Financial literacy will be embedded within all subjects. A number of subjects, both academic and vocational, will work in synergy. In this way, students will get a clear picture of what really happens in real life situations. Skills from various subjects are required simultaneously and synergy is practised through a whole process. From teaching on what equipment is required for a particular business activity to an explanation of how to manage expenses and revenues; to the teaching of art and design to help in the design of artwork both for advertising as well as in creating a corporate image and to exposure to social media, students will be guided throughout the whole process.

It is also important that financial literacy is embedded with other cross-curricular themes such as creativity, innovation and entrepreneurship. In fact financial literacy is one key entrepreneurial skill which has been given great importance during these last years. An entrepreneur should have a sound background of financial literacy if he wants to know how his money is managed effectively. Financial literacy should be embedded within digital literacy in topics like online safety, online banking and online payment as well as with literacy in general as it requires reading skills.  Sustainable entrepreneurship shall be embedded with education for sustainable development as it enables learners to become sustainable citizens.

ALP students following this programme will also be involved in various activities including snooker and sports such as basketball, football, handball and volleyball together with beach sports. Representatives from local associations and three MCAST students, who will graduate this year, will provide peer-to-peer teaching and learning which is very effective. This is a 10-week programme, two-hour sessions per week, where each lesson builds upon each other.

Apart enjoying themselves playing sports, ALP students will be taught on the workings of organising tournaments and they will then be asked to present an organisational structure as well as a financial plan with all expected costs and revenues.

Some students will experience a hands-on work experience which will consist of eight sessions of two hours each at a restaurant. During this programme they will work closely with the owner of the restaurant, the head chef and the manager. They will start by learning the health and safety procedures. Students will be provided with a budget and together with the head chef they will go through this experience by actually being allowed to buy ingredients themselves; to deal with staff costs and other expenses so that they will have the feel of learning the value and costings of such a business.

In conjunction with this programme, ALP students will participate in an e-Twinning project with three other schools from Cyprus, Poland and Germany, where each school shares its good practice. ALP Paola chose to promote traditional Maltese food in order to promote our country.

Finally, an open day will be organised where all students will be practising an actual entrepreneurial event. Students will sell the products and/or services they offer after giving them a price to charge the customers with the aim of making a profit. However, they will also be aware of the importance of social responsibility where part of the profit will go to a philanthropic cause. Thus, good citizenship is also practised.

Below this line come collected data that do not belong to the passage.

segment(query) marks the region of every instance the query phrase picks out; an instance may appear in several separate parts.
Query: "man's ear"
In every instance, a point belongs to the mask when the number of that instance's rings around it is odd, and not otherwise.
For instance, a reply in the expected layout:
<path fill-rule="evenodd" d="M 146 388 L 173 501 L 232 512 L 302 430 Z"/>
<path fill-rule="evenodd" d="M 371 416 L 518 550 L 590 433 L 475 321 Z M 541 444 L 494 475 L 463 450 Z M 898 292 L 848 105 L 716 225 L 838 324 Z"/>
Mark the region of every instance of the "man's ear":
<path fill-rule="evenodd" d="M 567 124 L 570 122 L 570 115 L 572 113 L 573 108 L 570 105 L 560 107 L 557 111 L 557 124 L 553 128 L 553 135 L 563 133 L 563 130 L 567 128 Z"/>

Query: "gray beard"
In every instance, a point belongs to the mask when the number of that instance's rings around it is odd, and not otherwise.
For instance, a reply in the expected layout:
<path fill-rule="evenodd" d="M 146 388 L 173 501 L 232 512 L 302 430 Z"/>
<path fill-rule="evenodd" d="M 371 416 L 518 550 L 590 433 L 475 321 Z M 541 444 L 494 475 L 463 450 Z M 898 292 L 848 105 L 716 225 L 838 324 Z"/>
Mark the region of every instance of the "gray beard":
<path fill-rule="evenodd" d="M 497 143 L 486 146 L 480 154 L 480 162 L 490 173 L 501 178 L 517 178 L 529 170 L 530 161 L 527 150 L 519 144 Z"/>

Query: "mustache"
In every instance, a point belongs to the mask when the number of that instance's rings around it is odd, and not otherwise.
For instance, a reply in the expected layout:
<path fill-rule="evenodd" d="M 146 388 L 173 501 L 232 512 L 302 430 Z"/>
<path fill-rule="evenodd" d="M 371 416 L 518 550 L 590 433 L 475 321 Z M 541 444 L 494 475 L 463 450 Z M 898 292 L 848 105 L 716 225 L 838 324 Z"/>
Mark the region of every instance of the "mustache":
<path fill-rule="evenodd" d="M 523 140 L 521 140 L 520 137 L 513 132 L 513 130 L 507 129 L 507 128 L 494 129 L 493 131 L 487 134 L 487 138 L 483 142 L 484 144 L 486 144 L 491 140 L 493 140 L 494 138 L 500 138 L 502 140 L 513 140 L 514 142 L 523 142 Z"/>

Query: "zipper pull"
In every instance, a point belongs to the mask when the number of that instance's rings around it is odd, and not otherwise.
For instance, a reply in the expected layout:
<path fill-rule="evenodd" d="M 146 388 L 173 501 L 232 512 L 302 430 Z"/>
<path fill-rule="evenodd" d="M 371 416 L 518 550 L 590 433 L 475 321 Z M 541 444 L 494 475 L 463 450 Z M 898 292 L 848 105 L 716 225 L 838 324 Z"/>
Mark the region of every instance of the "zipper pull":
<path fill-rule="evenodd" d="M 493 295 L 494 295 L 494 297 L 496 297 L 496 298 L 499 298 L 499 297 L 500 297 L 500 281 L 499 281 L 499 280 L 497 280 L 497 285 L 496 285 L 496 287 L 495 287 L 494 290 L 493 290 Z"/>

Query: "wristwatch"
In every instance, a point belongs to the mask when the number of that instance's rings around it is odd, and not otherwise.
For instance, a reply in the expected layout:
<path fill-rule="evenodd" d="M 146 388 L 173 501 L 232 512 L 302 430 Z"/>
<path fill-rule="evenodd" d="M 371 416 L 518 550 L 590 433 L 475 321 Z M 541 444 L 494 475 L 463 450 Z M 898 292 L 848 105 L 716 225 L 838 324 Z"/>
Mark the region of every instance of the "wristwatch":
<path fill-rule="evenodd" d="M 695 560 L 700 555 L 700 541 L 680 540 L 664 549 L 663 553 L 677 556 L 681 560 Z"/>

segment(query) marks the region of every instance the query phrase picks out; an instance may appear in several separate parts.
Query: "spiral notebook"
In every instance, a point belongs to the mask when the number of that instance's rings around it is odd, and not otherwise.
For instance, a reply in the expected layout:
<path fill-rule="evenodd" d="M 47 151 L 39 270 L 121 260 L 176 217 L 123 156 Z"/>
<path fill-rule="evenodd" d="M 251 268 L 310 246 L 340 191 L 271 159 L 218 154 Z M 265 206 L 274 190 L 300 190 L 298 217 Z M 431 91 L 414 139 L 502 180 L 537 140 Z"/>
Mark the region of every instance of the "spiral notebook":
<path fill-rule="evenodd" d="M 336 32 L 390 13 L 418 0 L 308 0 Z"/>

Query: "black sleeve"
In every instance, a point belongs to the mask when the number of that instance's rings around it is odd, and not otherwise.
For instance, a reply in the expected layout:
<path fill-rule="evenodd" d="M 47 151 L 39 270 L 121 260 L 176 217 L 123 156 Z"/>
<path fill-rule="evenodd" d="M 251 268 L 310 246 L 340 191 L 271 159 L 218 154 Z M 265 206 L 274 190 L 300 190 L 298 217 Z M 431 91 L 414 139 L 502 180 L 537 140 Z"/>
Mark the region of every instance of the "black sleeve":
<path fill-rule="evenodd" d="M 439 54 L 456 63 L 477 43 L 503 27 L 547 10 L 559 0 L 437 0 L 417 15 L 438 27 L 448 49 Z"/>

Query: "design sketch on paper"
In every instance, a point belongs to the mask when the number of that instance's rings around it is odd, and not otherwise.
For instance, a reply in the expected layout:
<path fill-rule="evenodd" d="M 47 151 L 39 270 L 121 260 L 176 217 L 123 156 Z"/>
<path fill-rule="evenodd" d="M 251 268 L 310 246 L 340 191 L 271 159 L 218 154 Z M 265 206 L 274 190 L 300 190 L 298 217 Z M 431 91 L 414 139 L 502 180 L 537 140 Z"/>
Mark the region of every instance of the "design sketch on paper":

The “Alternative Learning Programme for Money Management” will highlight the importance of financial and economic literacy, employability and entrepreneurship (including social and sustainable entrepreneurship), financial literacy as a key entrepreneurship skill, the importance of embedding financial literacy in every subject both academically and vocationally and that of providing students with the wider picture of a real life situation so that subjects should work in synergy.